# Social-Economic Variables Collection and Preprocess

The data collected from EPS data platform, 21 variables are selected from the following social and economic perspectives, which we assume may have relation with the gender-specific crime:

### 1) The general economy (3 Variables)

    GDP per capita (yuan), 

    Secondary industry as percentage to GDP, 

    Service Sector as Percentage to GRP

### 2) Employment and consumption of citizens (5 Variables)

(used for evaluating the quality of residents' lives)
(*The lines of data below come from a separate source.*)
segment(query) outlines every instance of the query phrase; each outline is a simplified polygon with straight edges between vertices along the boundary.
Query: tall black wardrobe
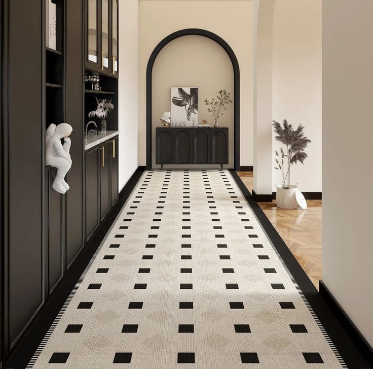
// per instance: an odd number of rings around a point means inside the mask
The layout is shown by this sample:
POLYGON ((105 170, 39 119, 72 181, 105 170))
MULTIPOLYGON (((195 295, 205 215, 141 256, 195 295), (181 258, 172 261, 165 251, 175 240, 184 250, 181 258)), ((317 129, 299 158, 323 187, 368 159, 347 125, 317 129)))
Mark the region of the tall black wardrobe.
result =
POLYGON ((2 2, 2 362, 84 245, 83 0, 53 1, 55 50, 45 47, 45 0, 2 2), (73 127, 65 195, 50 190, 55 169, 45 165, 53 118, 73 127))

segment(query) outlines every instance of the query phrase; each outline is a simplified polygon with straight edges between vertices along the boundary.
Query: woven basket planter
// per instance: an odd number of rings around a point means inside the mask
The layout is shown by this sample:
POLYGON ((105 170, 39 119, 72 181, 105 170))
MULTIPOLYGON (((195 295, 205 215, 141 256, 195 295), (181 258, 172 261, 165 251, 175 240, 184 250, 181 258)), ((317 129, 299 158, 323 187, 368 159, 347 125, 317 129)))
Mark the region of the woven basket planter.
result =
POLYGON ((276 193, 276 202, 279 208, 283 209, 295 209, 298 207, 298 203, 295 197, 295 192, 298 186, 290 185, 290 188, 282 188, 279 185, 276 185, 277 191, 276 193))

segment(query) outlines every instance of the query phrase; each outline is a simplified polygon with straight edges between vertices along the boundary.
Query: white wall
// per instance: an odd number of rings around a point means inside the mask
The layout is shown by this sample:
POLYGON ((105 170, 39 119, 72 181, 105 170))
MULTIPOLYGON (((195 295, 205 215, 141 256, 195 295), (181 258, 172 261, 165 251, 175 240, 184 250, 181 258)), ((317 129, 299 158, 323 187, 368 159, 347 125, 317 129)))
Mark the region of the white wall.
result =
MULTIPOLYGON (((272 115, 294 128, 302 123, 312 141, 308 158, 304 165, 292 166, 290 178, 301 191, 310 192, 322 190, 321 2, 276 0, 273 19, 272 115)), ((273 150, 279 152, 280 146, 274 138, 273 150)), ((272 157, 273 167, 274 152, 272 157)), ((273 171, 274 185, 282 177, 280 171, 273 171)))
POLYGON ((119 190, 137 168, 138 0, 119 1, 119 190), (129 35, 130 37, 129 37, 129 35))
MULTIPOLYGON (((156 46, 170 33, 199 28, 232 47, 241 77, 240 161, 252 165, 252 2, 250 0, 140 0, 139 2, 139 165, 146 162, 146 69, 156 46)), ((198 56, 203 59, 204 54, 198 56)))
MULTIPOLYGON (((207 112, 204 103, 205 99, 210 100, 216 96, 219 90, 225 89, 231 93, 232 99, 234 99, 233 68, 228 54, 218 44, 202 36, 184 36, 166 45, 157 57, 152 77, 153 132, 156 127, 161 125, 159 118, 163 113, 170 111, 171 86, 199 87, 199 122, 196 122, 196 125, 201 124, 204 119, 211 126, 213 126, 213 118, 207 112)), ((219 118, 219 125, 229 128, 229 160, 226 166, 228 168, 234 166, 233 112, 233 104, 231 104, 224 111, 223 115, 219 118)), ((155 135, 153 135, 152 149, 152 167, 158 167, 160 165, 155 164, 155 135)), ((181 166, 183 168, 188 167, 181 166)), ((213 167, 216 168, 216 165, 213 167)))
POLYGON ((373 346, 372 14, 323 2, 322 279, 373 346))
POLYGON ((272 193, 272 27, 275 0, 255 0, 253 193, 272 193))

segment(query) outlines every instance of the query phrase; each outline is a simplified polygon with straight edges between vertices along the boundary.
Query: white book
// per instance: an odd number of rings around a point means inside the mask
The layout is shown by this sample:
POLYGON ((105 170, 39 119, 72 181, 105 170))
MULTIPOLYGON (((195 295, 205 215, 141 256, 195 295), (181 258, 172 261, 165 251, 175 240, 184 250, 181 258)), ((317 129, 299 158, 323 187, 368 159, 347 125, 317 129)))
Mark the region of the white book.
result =
POLYGON ((49 47, 57 49, 57 6, 51 1, 49 4, 49 47))
POLYGON ((49 0, 45 0, 45 46, 49 47, 49 0))

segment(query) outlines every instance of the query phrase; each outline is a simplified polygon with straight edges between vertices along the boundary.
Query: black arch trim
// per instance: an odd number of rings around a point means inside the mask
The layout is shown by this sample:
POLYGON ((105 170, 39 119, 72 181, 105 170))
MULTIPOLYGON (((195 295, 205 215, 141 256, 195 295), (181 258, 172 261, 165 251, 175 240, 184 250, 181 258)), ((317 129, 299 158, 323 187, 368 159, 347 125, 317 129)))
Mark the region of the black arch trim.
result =
POLYGON ((183 36, 203 36, 218 44, 228 54, 233 67, 234 80, 234 167, 240 169, 240 67, 232 48, 217 35, 200 28, 187 28, 174 32, 156 46, 149 58, 146 67, 146 169, 152 169, 152 73, 153 65, 160 51, 169 42, 183 36))

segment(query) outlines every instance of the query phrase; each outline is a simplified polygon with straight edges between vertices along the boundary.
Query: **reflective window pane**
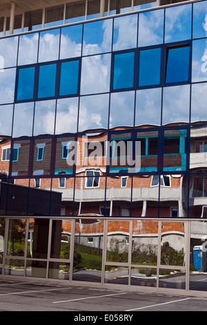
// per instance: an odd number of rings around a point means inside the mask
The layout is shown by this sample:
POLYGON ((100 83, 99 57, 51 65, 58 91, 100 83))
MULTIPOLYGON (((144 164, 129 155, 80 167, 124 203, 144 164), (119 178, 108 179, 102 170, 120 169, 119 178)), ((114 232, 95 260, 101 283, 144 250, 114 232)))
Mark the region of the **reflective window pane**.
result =
POLYGON ((14 102, 16 68, 0 70, 0 104, 14 102))
POLYGON ((34 136, 54 134, 55 101, 46 100, 35 103, 34 136))
POLYGON ((59 58, 60 29, 40 32, 39 62, 53 61, 59 58))
POLYGON ((81 55, 83 25, 61 28, 60 59, 80 57, 81 55))
POLYGON ((186 170, 187 130, 164 131, 164 171, 186 170))
POLYGON ((161 89, 141 89, 137 91, 135 125, 161 123, 161 89))
POLYGON ((110 96, 109 127, 134 125, 135 92, 113 93, 110 96))
POLYGON ((55 95, 57 64, 40 66, 38 98, 54 97, 55 95))
POLYGON ((82 58, 81 95, 109 91, 110 61, 110 54, 82 58))
POLYGON ((0 115, 3 116, 3 121, 0 122, 0 135, 10 136, 12 134, 13 105, 0 106, 0 115))
POLYGON ((66 10, 66 24, 75 23, 85 20, 86 1, 78 3, 67 3, 66 10))
POLYGON ((34 74, 34 66, 19 70, 17 100, 33 99, 34 74))
POLYGON ((207 2, 193 3, 193 38, 206 37, 207 2))
POLYGON ((189 78, 190 46, 167 50, 166 82, 186 82, 189 78))
POLYGON ((76 220, 75 234, 73 268, 76 272, 72 273, 72 280, 100 283, 103 240, 103 221, 76 220))
POLYGON ((162 124, 190 122, 190 86, 163 89, 162 124))
POLYGON ((15 36, 0 39, 0 68, 17 66, 18 39, 15 36))
POLYGON ((23 31, 35 30, 42 27, 43 10, 26 12, 23 31))
POLYGON ((115 55, 113 89, 133 87, 134 64, 134 52, 115 55))
POLYGON ((32 64, 37 62, 39 33, 19 36, 18 64, 32 64))
POLYGON ((166 8, 165 43, 191 39, 192 5, 166 8))
POLYGON ((139 86, 160 83, 161 48, 140 51, 139 86))
POLYGON ((107 129, 109 95, 84 96, 80 99, 79 131, 107 129))
POLYGON ((139 14, 139 46, 148 46, 163 43, 164 13, 164 10, 159 10, 139 14))
POLYGON ((52 27, 63 24, 64 6, 46 8, 45 27, 52 27))
POLYGON ((115 18, 113 50, 137 47, 137 15, 130 15, 115 18))
POLYGON ((57 100, 55 134, 77 132, 78 103, 78 98, 57 100))
POLYGON ((84 24, 83 55, 111 50, 112 20, 106 19, 84 24))
POLYGON ((12 136, 31 136, 32 134, 34 103, 22 103, 14 105, 12 136))
POLYGON ((206 39, 193 41, 192 82, 207 80, 206 39))
POLYGON ((62 62, 59 95, 75 95, 78 92, 79 61, 62 62))
POLYGON ((24 256, 26 221, 10 219, 7 255, 24 256))
POLYGON ((191 93, 191 122, 206 121, 207 84, 194 84, 191 93))

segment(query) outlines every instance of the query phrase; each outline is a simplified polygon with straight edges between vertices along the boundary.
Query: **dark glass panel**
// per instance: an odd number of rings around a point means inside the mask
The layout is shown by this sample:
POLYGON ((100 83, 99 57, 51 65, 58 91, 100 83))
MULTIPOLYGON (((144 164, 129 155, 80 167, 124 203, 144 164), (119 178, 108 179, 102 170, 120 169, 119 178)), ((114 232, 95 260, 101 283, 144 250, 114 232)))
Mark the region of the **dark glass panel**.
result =
POLYGON ((166 82, 187 82, 189 78, 190 46, 167 49, 166 82))
POLYGON ((134 52, 116 54, 115 55, 113 89, 133 87, 134 65, 134 52))

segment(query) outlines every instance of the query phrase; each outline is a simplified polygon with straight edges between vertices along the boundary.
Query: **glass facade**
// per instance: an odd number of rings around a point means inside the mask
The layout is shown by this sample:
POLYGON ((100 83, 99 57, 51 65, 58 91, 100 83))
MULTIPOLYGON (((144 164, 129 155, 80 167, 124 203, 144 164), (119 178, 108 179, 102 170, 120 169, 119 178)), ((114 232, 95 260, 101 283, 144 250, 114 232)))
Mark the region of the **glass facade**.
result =
POLYGON ((28 13, 0 38, 1 272, 200 290, 206 1, 119 3, 46 9, 43 30, 28 13))

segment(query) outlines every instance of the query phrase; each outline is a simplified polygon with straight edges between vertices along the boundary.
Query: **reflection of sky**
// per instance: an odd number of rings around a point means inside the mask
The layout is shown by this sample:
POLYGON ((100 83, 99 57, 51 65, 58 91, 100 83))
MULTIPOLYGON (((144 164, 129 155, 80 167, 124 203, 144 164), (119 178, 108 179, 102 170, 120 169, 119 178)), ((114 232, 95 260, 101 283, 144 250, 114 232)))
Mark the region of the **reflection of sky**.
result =
POLYGON ((10 136, 13 118, 13 105, 0 106, 0 115, 3 118, 0 120, 0 136, 10 136))
POLYGON ((134 125, 135 92, 113 93, 110 96, 109 127, 134 125))
POLYGON ((186 122, 190 115, 190 86, 164 88, 162 124, 186 122))
POLYGON ((84 24, 83 55, 111 50, 112 19, 84 24))
POLYGON ((192 85, 191 122, 207 120, 207 83, 192 85))
POLYGON ((137 91, 135 125, 160 125, 161 89, 142 89, 137 91))
POLYGON ((55 133, 77 132, 78 98, 59 100, 57 105, 55 133))
MULTIPOLYGON (((202 57, 204 55, 207 55, 207 40, 204 39, 193 41, 193 82, 207 80, 207 71, 205 71, 204 69, 202 69, 202 65, 205 64, 204 61, 201 61, 202 57)), ((205 59, 206 62, 206 59, 207 57, 205 59)), ((207 64, 206 64, 204 67, 206 69, 207 64)))
POLYGON ((139 14, 139 46, 148 46, 163 43, 164 12, 163 10, 159 10, 139 14))
POLYGON ((58 59, 59 36, 59 28, 40 32, 39 62, 58 59))
POLYGON ((115 18, 113 50, 126 50, 137 46, 137 15, 115 18))
POLYGON ((13 137, 32 135, 33 115, 33 102, 14 105, 13 137))
POLYGON ((207 37, 207 2, 193 3, 193 38, 207 37))
POLYGON ((79 116, 79 131, 90 129, 107 129, 108 105, 108 94, 81 97, 79 116))
POLYGON ((34 136, 54 134, 55 100, 36 102, 34 136))
POLYGON ((109 91, 110 57, 110 54, 83 57, 81 95, 109 91))
POLYGON ((0 70, 0 104, 14 102, 16 68, 0 70))
POLYGON ((81 24, 61 28, 61 59, 81 56, 82 29, 81 24))
POLYGON ((32 64, 37 62, 39 33, 28 34, 19 37, 18 64, 32 64))
POLYGON ((16 36, 0 39, 0 55, 3 58, 4 68, 17 66, 18 38, 16 36))
POLYGON ((190 3, 166 9, 166 43, 191 38, 191 10, 190 3))

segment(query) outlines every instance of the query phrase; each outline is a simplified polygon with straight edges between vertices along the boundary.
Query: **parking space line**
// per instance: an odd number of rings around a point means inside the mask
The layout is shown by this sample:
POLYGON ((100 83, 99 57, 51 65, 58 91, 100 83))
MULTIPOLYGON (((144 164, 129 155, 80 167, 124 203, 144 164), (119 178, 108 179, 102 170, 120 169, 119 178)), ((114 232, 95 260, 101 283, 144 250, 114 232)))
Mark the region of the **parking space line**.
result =
POLYGON ((157 307, 158 306, 167 305, 168 304, 173 304, 175 302, 178 302, 178 301, 184 301, 184 300, 188 300, 189 299, 191 299, 191 298, 184 298, 184 299, 180 299, 178 300, 172 300, 172 301, 163 302, 162 304, 156 304, 155 305, 145 306, 144 307, 139 307, 137 308, 128 309, 125 311, 135 311, 135 310, 139 310, 140 309, 150 308, 152 307, 157 307))
POLYGON ((77 301, 79 300, 86 300, 89 299, 94 299, 94 298, 103 298, 105 297, 112 297, 112 296, 117 296, 120 295, 126 295, 129 292, 119 292, 119 293, 112 293, 111 295, 103 295, 102 296, 95 296, 95 297, 86 297, 84 298, 77 298, 77 299, 72 299, 70 300, 62 300, 60 301, 53 301, 52 304, 61 304, 62 302, 70 302, 70 301, 77 301))

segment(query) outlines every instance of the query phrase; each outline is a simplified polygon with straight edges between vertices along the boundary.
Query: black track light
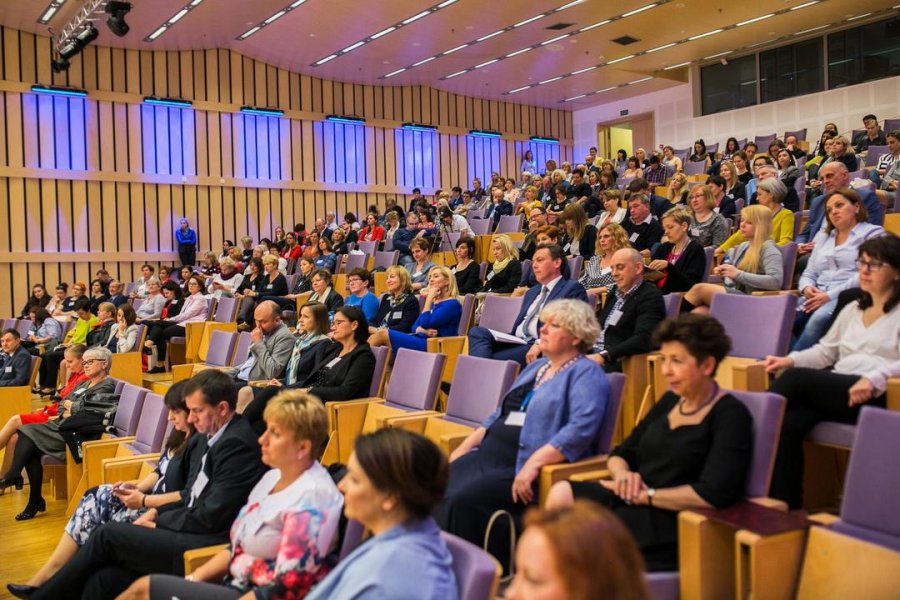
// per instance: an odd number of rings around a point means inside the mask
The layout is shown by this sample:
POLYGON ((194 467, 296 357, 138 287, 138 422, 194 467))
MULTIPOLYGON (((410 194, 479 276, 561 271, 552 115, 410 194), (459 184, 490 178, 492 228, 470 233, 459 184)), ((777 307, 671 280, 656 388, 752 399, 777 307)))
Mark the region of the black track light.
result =
POLYGON ((106 13, 109 15, 109 18, 106 20, 106 25, 109 27, 110 31, 119 37, 125 36, 131 29, 128 26, 128 23, 125 22, 125 15, 127 15, 129 11, 131 11, 130 2, 111 0, 106 3, 106 13))

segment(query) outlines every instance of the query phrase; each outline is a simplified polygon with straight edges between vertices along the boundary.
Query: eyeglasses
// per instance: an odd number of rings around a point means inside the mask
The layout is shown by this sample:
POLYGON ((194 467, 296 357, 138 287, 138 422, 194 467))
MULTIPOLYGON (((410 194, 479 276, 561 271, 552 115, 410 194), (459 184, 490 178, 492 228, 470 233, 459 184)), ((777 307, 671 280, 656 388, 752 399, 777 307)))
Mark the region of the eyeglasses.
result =
POLYGON ((861 258, 856 260, 856 268, 860 271, 871 271, 874 273, 875 271, 880 271, 883 266, 884 263, 880 260, 863 260, 861 258))

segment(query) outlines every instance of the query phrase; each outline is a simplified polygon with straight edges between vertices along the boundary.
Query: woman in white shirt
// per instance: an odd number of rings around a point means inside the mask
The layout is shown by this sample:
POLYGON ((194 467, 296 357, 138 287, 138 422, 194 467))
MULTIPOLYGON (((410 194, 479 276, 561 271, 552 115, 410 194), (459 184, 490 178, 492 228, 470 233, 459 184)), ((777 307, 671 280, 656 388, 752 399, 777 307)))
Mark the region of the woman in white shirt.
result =
POLYGON ((885 405, 887 379, 900 376, 900 238, 863 242, 856 261, 862 297, 848 304, 815 346, 767 356, 786 369, 772 391, 787 398, 771 495, 803 505, 803 440, 820 421, 856 423, 863 404, 885 405), (827 370, 831 369, 831 370, 827 370))
POLYGON ((122 598, 302 598, 325 576, 344 504, 316 460, 328 438, 325 407, 302 390, 289 390, 264 414, 259 444, 272 470, 238 513, 230 547, 187 577, 143 577, 122 598))

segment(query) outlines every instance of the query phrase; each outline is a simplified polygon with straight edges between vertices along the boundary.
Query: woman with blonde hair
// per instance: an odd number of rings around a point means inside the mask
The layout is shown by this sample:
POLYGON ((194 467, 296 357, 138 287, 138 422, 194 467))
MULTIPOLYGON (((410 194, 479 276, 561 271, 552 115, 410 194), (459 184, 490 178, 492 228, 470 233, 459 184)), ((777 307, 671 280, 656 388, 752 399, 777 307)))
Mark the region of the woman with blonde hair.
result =
MULTIPOLYGON (((495 235, 491 240, 491 251, 494 262, 487 273, 482 292, 509 294, 516 289, 522 278, 522 265, 519 262, 519 249, 505 233, 495 235)), ((454 274, 454 280, 456 275, 454 274)))
POLYGON ((588 221, 584 208, 580 204, 569 204, 560 218, 565 223, 563 251, 569 256, 583 256, 585 260, 592 257, 597 245, 597 228, 588 221))
POLYGON ((506 600, 649 600, 644 559, 622 521, 599 504, 533 509, 516 548, 506 600))
POLYGON ((784 266, 781 252, 772 241, 772 211, 754 204, 741 210, 741 236, 744 242, 725 255, 713 270, 724 278, 723 284, 698 283, 684 295, 682 311, 706 314, 716 294, 750 294, 781 287, 784 266))
POLYGON ((425 305, 413 323, 412 333, 379 329, 369 338, 370 346, 390 345, 394 354, 400 348, 424 352, 430 337, 456 335, 462 318, 462 305, 456 297, 456 277, 447 267, 434 267, 428 273, 428 287, 422 290, 425 305))
POLYGON ((578 283, 584 286, 589 294, 601 296, 610 286, 615 285, 612 276, 612 256, 622 248, 630 248, 628 233, 618 223, 607 223, 600 226, 597 233, 597 245, 594 256, 584 263, 584 272, 578 283))

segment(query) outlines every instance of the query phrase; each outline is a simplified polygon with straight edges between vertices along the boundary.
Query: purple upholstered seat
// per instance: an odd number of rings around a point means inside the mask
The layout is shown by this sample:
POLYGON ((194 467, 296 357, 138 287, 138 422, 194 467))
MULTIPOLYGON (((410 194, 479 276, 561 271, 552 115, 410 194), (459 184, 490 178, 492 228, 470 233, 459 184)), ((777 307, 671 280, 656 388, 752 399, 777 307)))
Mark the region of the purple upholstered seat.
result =
POLYGON ((663 303, 666 305, 667 319, 674 319, 678 316, 678 312, 681 310, 681 300, 683 297, 684 294, 679 294, 678 292, 672 292, 671 294, 663 296, 663 303))
POLYGON ((384 395, 385 405, 433 410, 446 358, 443 354, 400 348, 384 395))
POLYGON ((709 314, 725 327, 732 356, 763 359, 784 356, 791 340, 797 296, 716 294, 709 314))
POLYGON ((500 404, 519 372, 511 360, 460 355, 447 397, 444 419, 478 427, 500 404))
POLYGON ((135 454, 159 452, 166 433, 169 409, 159 394, 148 393, 144 396, 144 407, 135 431, 135 440, 128 444, 135 454))
POLYGON ((492 600, 500 577, 497 562, 478 546, 441 532, 453 557, 453 574, 459 597, 466 600, 492 600))
POLYGON ((396 265, 400 260, 400 252, 398 250, 392 250, 390 252, 376 252, 375 253, 375 261, 372 264, 373 269, 387 269, 388 267, 392 267, 396 265))
POLYGON ((900 413, 865 406, 844 481, 841 518, 831 528, 900 552, 900 413))
POLYGON ((231 357, 231 366, 236 367, 244 364, 247 357, 250 356, 250 345, 253 340, 250 339, 249 331, 242 331, 237 338, 237 344, 234 348, 234 356, 231 357))
POLYGON ((113 431, 116 437, 134 435, 137 431, 138 420, 144 407, 144 398, 147 390, 136 385, 126 383, 119 394, 119 404, 116 408, 116 417, 113 420, 113 431))
POLYGON ((213 331, 209 337, 206 364, 215 367, 227 367, 231 363, 231 354, 234 352, 237 338, 238 334, 234 331, 213 331))
POLYGON ((484 299, 484 308, 481 311, 481 321, 478 325, 495 331, 511 333, 516 322, 516 317, 522 309, 524 296, 487 296, 484 299))
POLYGON ((372 353, 375 354, 375 371, 372 373, 372 383, 369 385, 369 396, 376 398, 381 391, 381 380, 384 379, 384 371, 387 369, 387 360, 391 349, 389 346, 376 346, 372 348, 372 353))

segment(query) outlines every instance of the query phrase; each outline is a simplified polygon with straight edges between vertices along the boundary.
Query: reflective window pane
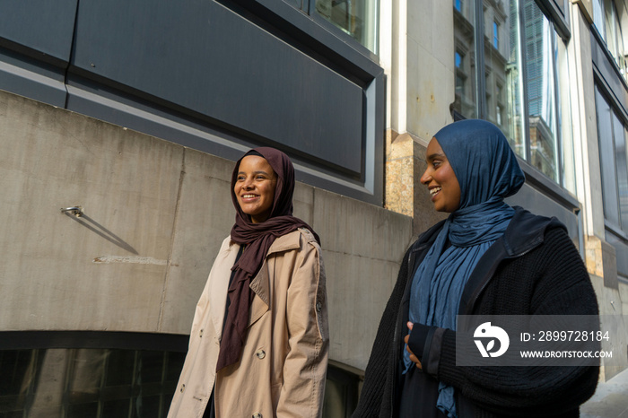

    Number of employees at the end of the year (10,000 Yuan),
    
    Number of the registered unemployed at the end of year, 
    
    Average annual salary per urban employee (Yuan), 
    
    Number of average employees on site (10,000 Yuan), 
    
    Total retail sales of social consumer goods (10,000 Yuan) (5)
    
    
### 3） Education level (3 Variables)
    Government expenditure on Science (10,000 yuan),
    
    Government expenditure on Education (10,000 yuan), 
    
    Number of secondary schools
### 4） Cultural development  (2 Variables)
    Number of theaters, 
    
    Collections of public libraries (100 people)
### 5) Population (4 Variables)
    Population at Year-end (10000 persons), 
    
    Population (registered residence population) at the end of the year (10,000), 
    
    Number of male population (registered residence population) at the end of the year (10,000), 
    
    Number of female population (registered residence population) at the end of the year (10,000)
### 6) Urbanization (2 Variables)
    Natural growth rate (‰), 
    
    Population density (person / square kilometer)
### 7) The quality of government service: 
    Number of employees joining urban basic medical care system,
    
    Persons covered of unemployment insurance

## Read the socio-economic data

The original data are stored in 9 excel files. For each there is at least 1, at most 3 variables.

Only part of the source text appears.